Cool! One of my hobbies. I didn't realize there were so many closet penmakers here. Check out this guy, Grayson Tighe. I believe his father is pretty notable knifemaker in his own right. http://www.tighepen.com/ He's the reason I wanted to try Ti. Check out the gallery section. Yes, he's done a lot of collaborations where he didn't do the engraving. But his own pens are very nice also.

I've made quite a few Al pens, trying to get farther and farther away from the kits. These are a few of mine. http://www.penmakersguild.com/browse.php?gallery=rouxm&page=0

But if you want to start with decent kits, IMHO Craft Supplies has the nicest assortment. The Ti Gold, Black Ti, and Platinum (or Rhodium) platings on their kits have a life time warranty.

http://www.woodturnerscatalog.com/

Mike


----------



## bluwolf (Jan 2, 2010)

PhotonFanatic said:


> Actually only 4" long on the main tube, with the stubs on the end that I use:


 
Very sharp. Gotta pic of the whole pen? Is it a click mechanism or a twist? Or am I completely wrong?

Mike


----------



## bluwolf (Jan 2, 2010)

alexmin said:


> Try to use titanium tubing instead of solid rods.


 
That was suggested to me by a couple a smart guys here. But the small bit of research I've done so far hasn't had the right combo of I.D. and O.D. that I can work with. I'm still looking though.

Mike


----------



## PhotonFanatic (Jan 2, 2010)

bluwolf said:


> Very sharp. Gotta pic of the whole pen? Is it a click mechanism or a twist? Or am I completely wrong?
> 
> Mike



Mike,

Thanks for the link to Tighe's website and to your pen photos, also. Lots of interesting stuff there.
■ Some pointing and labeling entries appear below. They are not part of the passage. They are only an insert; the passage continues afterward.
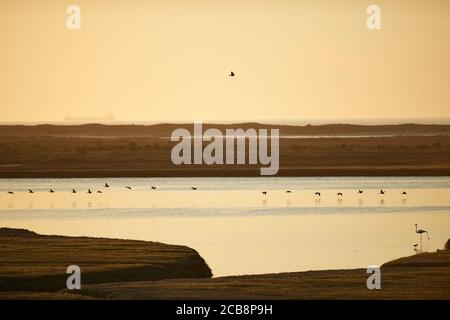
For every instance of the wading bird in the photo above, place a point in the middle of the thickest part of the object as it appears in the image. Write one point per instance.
(420, 231)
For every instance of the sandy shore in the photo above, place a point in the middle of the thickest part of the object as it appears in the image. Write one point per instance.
(33, 267)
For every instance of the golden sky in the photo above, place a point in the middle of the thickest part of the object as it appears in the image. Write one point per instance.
(169, 60)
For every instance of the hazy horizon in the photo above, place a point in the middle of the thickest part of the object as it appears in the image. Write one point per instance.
(165, 61)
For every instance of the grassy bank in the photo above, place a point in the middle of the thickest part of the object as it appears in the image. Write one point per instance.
(33, 267)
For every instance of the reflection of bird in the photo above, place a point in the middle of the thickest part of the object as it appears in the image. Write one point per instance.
(420, 231)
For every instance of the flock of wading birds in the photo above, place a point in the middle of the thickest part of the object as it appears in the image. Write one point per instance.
(339, 194)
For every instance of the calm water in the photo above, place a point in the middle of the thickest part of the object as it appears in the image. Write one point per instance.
(236, 228)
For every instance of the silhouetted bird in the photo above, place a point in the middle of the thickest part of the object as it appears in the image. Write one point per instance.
(420, 231)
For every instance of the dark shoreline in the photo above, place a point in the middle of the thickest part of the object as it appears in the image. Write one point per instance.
(227, 172)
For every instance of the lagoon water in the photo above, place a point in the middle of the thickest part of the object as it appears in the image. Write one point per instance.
(236, 228)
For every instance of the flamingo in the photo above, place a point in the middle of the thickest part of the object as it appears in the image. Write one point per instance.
(420, 231)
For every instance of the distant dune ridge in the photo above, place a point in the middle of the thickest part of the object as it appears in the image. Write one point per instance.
(33, 266)
(144, 151)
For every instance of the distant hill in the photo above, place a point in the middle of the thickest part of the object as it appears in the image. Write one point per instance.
(165, 129)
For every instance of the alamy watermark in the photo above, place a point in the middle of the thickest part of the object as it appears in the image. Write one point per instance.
(213, 153)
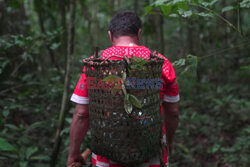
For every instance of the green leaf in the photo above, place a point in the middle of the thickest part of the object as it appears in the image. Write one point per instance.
(182, 5)
(185, 13)
(40, 157)
(127, 105)
(54, 46)
(133, 100)
(35, 125)
(6, 146)
(227, 8)
(147, 9)
(13, 127)
(215, 148)
(30, 151)
(111, 77)
(166, 9)
(202, 14)
(245, 4)
(159, 2)
(23, 164)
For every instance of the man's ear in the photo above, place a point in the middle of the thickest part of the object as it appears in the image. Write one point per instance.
(110, 36)
(139, 34)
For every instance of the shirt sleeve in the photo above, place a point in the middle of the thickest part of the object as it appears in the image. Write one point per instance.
(80, 94)
(169, 90)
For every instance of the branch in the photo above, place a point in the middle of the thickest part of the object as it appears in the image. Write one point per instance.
(64, 104)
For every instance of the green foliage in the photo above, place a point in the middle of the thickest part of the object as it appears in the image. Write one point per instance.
(5, 146)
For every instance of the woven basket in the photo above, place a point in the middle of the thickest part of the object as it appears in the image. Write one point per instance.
(128, 139)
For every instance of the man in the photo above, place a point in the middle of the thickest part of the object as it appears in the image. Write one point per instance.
(124, 32)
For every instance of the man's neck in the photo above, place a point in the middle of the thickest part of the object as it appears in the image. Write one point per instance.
(125, 41)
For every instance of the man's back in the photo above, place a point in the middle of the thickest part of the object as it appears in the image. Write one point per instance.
(124, 32)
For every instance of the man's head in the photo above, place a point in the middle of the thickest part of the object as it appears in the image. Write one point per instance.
(125, 23)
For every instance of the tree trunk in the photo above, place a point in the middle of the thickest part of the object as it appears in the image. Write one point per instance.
(51, 53)
(70, 49)
(161, 26)
(136, 6)
(62, 4)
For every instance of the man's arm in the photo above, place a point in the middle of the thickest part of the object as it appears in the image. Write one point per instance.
(171, 119)
(78, 129)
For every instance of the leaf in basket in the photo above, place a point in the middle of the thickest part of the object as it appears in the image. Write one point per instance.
(115, 89)
(111, 78)
(127, 105)
(133, 100)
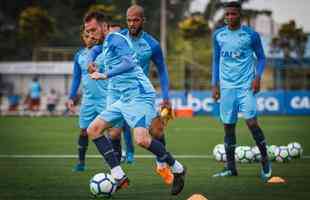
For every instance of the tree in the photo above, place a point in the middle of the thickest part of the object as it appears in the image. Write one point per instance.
(35, 25)
(194, 26)
(290, 40)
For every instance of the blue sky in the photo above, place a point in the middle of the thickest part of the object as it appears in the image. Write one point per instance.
(283, 10)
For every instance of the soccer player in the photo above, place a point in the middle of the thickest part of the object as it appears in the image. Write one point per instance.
(148, 49)
(35, 94)
(94, 98)
(236, 80)
(136, 104)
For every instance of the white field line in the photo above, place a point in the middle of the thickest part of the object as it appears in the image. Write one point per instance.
(99, 156)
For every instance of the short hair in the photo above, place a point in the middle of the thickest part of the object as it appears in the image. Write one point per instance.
(234, 4)
(136, 8)
(98, 16)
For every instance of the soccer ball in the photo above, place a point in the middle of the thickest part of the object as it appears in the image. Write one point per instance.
(282, 154)
(102, 185)
(271, 152)
(295, 150)
(219, 153)
(256, 154)
(244, 154)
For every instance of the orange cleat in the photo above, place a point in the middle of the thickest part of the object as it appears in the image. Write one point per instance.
(166, 174)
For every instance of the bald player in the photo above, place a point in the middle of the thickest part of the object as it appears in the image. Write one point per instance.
(148, 50)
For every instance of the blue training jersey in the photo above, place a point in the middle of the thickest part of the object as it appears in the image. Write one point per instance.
(238, 57)
(122, 68)
(35, 90)
(148, 49)
(92, 89)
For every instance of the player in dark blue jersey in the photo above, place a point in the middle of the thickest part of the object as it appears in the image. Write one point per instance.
(148, 49)
(238, 64)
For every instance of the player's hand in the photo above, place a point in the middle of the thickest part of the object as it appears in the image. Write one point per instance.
(92, 68)
(166, 111)
(96, 75)
(256, 85)
(70, 105)
(216, 93)
(165, 103)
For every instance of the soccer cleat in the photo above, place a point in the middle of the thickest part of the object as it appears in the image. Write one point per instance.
(79, 167)
(166, 174)
(266, 171)
(130, 158)
(226, 172)
(178, 182)
(122, 183)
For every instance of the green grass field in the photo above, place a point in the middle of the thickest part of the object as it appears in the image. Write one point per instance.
(52, 178)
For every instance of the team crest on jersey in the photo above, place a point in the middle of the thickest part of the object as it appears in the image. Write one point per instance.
(232, 54)
(223, 34)
(242, 34)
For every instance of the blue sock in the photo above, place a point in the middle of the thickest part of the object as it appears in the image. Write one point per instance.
(230, 145)
(116, 143)
(259, 138)
(162, 140)
(128, 139)
(159, 150)
(105, 148)
(83, 144)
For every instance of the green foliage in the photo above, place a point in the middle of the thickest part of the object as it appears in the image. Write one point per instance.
(194, 26)
(109, 10)
(35, 25)
(290, 39)
(189, 61)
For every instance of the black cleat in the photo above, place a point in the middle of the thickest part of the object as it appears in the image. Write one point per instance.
(178, 182)
(122, 183)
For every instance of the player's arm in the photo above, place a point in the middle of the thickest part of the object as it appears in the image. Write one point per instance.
(76, 80)
(122, 50)
(158, 59)
(91, 57)
(261, 61)
(215, 68)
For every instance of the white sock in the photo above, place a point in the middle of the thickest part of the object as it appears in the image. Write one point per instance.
(161, 165)
(177, 167)
(117, 172)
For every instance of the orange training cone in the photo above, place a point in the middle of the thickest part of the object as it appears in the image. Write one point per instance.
(197, 197)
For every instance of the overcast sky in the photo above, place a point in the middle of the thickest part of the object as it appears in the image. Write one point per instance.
(283, 10)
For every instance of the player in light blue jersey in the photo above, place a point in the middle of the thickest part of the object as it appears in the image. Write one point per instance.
(135, 104)
(238, 64)
(35, 94)
(94, 97)
(148, 49)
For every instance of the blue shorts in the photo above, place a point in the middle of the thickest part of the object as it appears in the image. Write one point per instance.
(134, 108)
(89, 110)
(235, 100)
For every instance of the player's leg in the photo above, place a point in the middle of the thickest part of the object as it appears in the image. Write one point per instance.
(144, 140)
(115, 136)
(139, 113)
(129, 144)
(103, 122)
(157, 132)
(87, 115)
(82, 149)
(229, 113)
(248, 108)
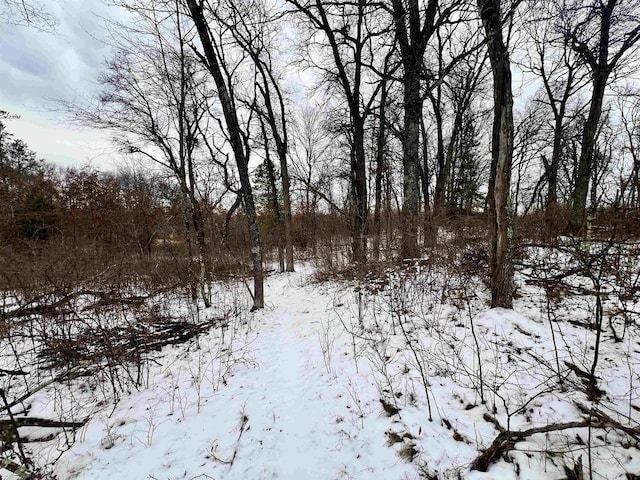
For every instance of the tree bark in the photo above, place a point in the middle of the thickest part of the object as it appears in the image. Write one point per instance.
(380, 166)
(500, 216)
(585, 164)
(235, 138)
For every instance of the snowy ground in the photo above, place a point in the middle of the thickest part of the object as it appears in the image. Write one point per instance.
(406, 375)
(284, 413)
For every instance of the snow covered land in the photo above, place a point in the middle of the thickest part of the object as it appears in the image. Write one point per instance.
(399, 376)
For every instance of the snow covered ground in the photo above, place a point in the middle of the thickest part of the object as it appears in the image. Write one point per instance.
(407, 375)
(282, 413)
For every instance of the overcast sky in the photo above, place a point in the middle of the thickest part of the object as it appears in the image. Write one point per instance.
(38, 69)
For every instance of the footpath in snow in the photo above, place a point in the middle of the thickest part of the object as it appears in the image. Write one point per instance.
(294, 407)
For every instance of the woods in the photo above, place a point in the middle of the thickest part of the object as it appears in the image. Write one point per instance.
(458, 181)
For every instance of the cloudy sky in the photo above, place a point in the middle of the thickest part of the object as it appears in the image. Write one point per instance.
(38, 69)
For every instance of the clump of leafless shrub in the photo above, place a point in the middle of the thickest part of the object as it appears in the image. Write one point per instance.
(422, 328)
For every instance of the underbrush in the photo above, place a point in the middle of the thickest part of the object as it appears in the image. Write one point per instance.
(78, 333)
(547, 390)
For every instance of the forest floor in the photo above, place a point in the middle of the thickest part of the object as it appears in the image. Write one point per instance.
(280, 415)
(405, 375)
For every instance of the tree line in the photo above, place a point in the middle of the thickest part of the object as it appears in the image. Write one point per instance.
(412, 114)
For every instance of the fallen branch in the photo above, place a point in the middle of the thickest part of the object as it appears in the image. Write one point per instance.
(40, 422)
(506, 440)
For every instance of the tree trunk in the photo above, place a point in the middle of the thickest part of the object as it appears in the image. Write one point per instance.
(585, 164)
(380, 151)
(359, 182)
(500, 216)
(235, 139)
(273, 200)
(410, 159)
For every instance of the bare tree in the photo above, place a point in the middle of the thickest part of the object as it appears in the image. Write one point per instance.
(355, 39)
(255, 30)
(500, 214)
(602, 33)
(214, 59)
(155, 98)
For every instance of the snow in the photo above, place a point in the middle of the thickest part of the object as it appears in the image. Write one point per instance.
(282, 414)
(296, 390)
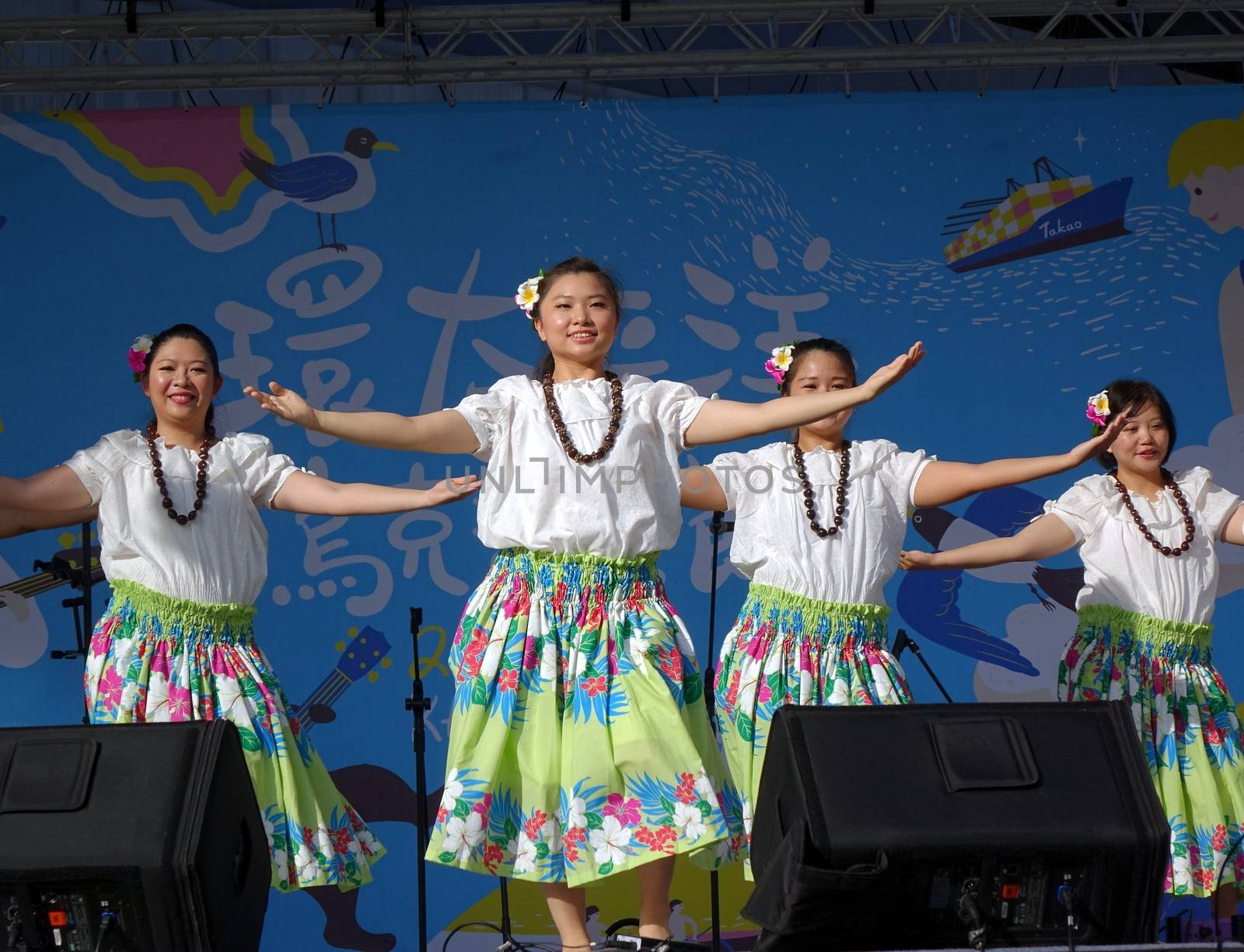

I'm still working on the pen, so no final pics yet. It is a twist rollerball pen. I'm making everything but the twist mechanism--talk about a learning experience.


----------



## precisionworks (Jan 2, 2010)

Is there anything useful here:

http://www.smallparts.com/b/1641426...aterial_browse&field_material_browse=16414691


----------



## PhotonFanatic (Jan 2, 2010)

Something with a thicker wall, i.e., at least .10" would be better--those are really too thin.


----------



## darkzero (Jan 2, 2010)

bluwolf said:


> Cool! One of my hobbies. I didn't realize there were so many closet penmakers here. Check out this guy, Grayson Tighe. I believe his father is pretty notable knifemaker in his own right. http://www.tighepen.com/ He's the reason I wanted to try Ti. Check out the gallery section. Yes, he's done a lot of collaborations where he didn't do the engraving. But his own pens are very nice also.
> 
> I've made quite a few Al pens, trying to get farther and farther away from the kits. These are a few of mine. http://www.penmakersguild.com/browse.php?gallery=rouxm&page=0
> 
> ...


 
Those are beautiful! Mike you have some beautiful pieces as well! On the Tighe how are those diamond style patterns done?


----------